March 30, 2016

Due Diligence Checklist for Investing in a Business

Entrepreneurs with a startup often ask for my advice on how to seek funding from investors. I find they often fail to understand the due diligence process. To help entrepreneurs prepare for the due diligence process, I created a presentation, "Due Diligence Checklist for Investing in a Business," which is segmented into six parts: (1) General Corporate Compliance/Organizational Information, (2) Financial and Tax Information, (3) Employment and Labor Matters, (4) Business Contracts and Commitments, (5) Intellectual Property, and (6) Equipment and Personal Property.

Entrepreneur magazine, through its "Small Business Encyclopedia," defines 'due diligence' as "a reasonable investigation of a proposed investment deal and of the principals offering it before the transaction is finalized to check out an investment's worthiness; generally performed by the investor's attorney and accountant."

I hope this post will provide entrepreneurs with insights into the verification requirements investors may have when assessing the risks of investing in a business.

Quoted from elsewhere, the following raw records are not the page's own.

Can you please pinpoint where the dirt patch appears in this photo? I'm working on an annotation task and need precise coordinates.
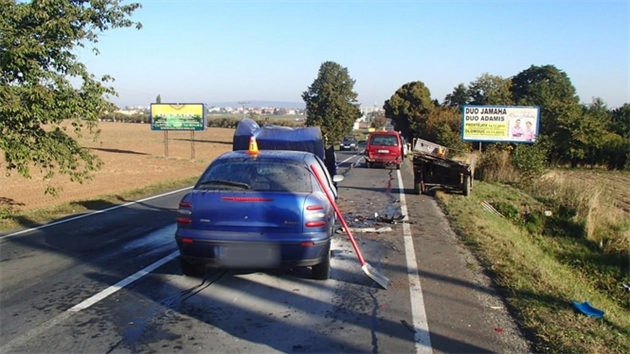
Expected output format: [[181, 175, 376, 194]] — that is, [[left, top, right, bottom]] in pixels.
[[0, 122, 234, 210]]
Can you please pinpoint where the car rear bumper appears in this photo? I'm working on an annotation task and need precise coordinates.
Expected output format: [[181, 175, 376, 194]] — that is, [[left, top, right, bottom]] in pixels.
[[175, 235, 331, 268], [365, 155, 403, 165]]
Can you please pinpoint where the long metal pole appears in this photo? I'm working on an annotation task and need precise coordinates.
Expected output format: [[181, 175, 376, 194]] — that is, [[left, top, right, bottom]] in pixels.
[[164, 130, 168, 157], [190, 130, 195, 160]]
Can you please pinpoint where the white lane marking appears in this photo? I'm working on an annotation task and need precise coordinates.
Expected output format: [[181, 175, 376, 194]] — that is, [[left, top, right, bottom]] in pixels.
[[68, 251, 179, 312], [0, 251, 179, 354], [338, 152, 361, 165], [396, 170, 433, 354], [0, 186, 192, 240]]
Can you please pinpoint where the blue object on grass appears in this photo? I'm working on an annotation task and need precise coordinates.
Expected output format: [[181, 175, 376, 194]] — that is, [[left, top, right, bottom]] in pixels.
[[573, 301, 604, 318]]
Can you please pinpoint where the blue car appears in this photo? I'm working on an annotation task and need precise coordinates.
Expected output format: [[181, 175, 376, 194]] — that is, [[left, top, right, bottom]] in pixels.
[[175, 150, 343, 279]]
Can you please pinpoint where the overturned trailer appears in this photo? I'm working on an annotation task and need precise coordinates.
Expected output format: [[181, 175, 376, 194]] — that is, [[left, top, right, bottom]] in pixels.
[[413, 139, 475, 196]]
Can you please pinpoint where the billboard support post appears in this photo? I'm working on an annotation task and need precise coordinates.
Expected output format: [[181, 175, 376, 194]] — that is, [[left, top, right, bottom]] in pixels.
[[150, 103, 207, 159]]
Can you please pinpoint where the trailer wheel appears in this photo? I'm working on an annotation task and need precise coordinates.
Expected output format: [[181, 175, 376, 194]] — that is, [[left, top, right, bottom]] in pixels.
[[462, 176, 471, 197]]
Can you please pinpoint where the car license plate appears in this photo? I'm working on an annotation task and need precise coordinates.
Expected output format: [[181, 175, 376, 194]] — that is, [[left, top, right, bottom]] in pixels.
[[221, 245, 279, 267]]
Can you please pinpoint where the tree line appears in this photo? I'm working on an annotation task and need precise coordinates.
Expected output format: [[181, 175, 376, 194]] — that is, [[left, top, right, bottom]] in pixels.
[[383, 65, 630, 169], [302, 61, 630, 169]]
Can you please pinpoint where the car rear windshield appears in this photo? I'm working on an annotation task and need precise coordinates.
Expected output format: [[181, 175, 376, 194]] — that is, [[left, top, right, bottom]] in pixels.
[[370, 135, 398, 146], [195, 160, 312, 193]]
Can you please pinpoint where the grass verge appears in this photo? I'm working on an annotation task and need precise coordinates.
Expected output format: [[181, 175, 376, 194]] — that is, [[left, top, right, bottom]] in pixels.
[[437, 182, 630, 353], [0, 176, 199, 232]]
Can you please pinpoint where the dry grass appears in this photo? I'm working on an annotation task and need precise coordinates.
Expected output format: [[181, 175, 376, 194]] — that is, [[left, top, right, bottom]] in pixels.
[[0, 122, 234, 211], [476, 150, 520, 183], [532, 171, 630, 253], [437, 182, 630, 354]]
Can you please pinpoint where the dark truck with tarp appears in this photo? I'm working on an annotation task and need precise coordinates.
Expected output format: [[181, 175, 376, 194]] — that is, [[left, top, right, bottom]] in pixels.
[[232, 118, 337, 176]]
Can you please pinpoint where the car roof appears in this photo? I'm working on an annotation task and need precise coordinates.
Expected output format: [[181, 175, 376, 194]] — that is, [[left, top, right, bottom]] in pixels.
[[215, 150, 315, 163], [370, 132, 398, 135]]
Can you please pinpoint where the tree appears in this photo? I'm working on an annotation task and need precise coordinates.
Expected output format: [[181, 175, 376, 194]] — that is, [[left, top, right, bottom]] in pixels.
[[612, 103, 630, 139], [383, 81, 435, 141], [444, 84, 470, 108], [467, 73, 513, 106], [302, 61, 361, 144], [372, 111, 387, 129], [0, 0, 141, 193]]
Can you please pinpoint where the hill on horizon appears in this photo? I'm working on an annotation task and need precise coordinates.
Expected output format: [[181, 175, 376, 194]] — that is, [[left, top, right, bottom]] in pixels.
[[210, 101, 305, 109]]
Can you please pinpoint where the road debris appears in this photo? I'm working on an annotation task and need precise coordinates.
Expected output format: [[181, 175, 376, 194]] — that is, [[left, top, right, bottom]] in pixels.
[[335, 226, 392, 234], [400, 320, 416, 333], [572, 300, 605, 318]]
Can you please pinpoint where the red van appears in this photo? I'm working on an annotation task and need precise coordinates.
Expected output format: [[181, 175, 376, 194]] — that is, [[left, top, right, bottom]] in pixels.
[[364, 132, 404, 169]]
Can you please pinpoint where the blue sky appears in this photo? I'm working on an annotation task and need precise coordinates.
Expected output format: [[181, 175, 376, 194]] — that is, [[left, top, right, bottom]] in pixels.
[[80, 0, 630, 107]]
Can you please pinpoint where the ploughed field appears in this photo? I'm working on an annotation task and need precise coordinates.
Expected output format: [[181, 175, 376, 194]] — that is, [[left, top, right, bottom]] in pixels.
[[0, 122, 234, 209]]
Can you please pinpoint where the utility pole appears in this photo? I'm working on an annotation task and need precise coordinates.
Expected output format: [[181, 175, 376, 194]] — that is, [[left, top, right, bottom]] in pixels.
[[238, 101, 251, 119]]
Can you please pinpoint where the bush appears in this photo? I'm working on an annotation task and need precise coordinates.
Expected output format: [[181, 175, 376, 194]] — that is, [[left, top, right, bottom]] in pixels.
[[475, 145, 520, 183], [511, 143, 547, 183]]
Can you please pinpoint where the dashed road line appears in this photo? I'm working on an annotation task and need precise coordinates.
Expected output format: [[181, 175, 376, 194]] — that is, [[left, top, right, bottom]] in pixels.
[[0, 251, 179, 354], [0, 186, 192, 240]]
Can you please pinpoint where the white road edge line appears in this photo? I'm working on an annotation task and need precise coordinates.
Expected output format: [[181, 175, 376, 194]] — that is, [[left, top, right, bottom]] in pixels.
[[396, 170, 433, 354], [337, 152, 361, 165], [0, 186, 192, 240], [0, 251, 179, 354]]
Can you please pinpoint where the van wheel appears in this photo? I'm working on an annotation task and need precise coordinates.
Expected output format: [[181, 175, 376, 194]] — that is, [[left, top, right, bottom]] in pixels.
[[179, 257, 206, 276], [311, 252, 330, 280]]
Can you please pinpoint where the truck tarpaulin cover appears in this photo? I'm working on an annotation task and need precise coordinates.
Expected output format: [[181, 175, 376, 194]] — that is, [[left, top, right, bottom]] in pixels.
[[232, 119, 325, 160]]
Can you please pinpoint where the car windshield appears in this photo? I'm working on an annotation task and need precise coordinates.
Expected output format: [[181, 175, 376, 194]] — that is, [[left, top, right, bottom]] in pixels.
[[195, 160, 312, 193], [370, 135, 398, 146]]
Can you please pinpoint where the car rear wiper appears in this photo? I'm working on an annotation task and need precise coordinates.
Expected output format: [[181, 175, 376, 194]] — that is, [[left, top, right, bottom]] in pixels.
[[197, 179, 251, 189]]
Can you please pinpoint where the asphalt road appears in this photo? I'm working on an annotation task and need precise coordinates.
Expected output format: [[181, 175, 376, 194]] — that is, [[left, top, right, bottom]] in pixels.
[[0, 152, 530, 353]]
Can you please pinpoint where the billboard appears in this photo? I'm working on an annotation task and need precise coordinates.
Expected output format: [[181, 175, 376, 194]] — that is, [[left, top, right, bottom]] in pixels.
[[151, 103, 206, 130], [462, 105, 540, 144]]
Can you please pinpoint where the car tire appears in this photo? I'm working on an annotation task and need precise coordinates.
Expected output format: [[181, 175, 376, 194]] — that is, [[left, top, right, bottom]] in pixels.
[[311, 252, 330, 280], [179, 257, 206, 276]]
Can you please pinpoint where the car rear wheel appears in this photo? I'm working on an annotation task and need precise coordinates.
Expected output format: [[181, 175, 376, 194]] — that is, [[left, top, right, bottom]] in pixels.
[[179, 257, 206, 276], [311, 252, 330, 280]]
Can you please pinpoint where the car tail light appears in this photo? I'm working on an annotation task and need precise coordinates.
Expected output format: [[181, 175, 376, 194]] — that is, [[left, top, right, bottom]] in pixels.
[[304, 221, 326, 227], [221, 197, 273, 202], [175, 217, 192, 225], [304, 204, 327, 228]]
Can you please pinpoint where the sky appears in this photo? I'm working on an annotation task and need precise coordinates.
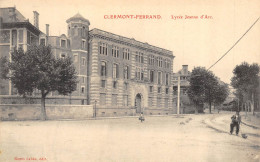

What additional information do you recommend adding to the checklist? Do you have any recommendations or lessons learned on utilizing the due diligence process effectively?

Aaron Rose is a board member, corporate advisor, and co-founder of great companies. He also serves as the editor of GT Perspectives, an online forum focused on turning perspective into opportunity.

1 comment:

  1. This is helpful stuff. I should have read it before I tried to do business with an outfit out of Texas!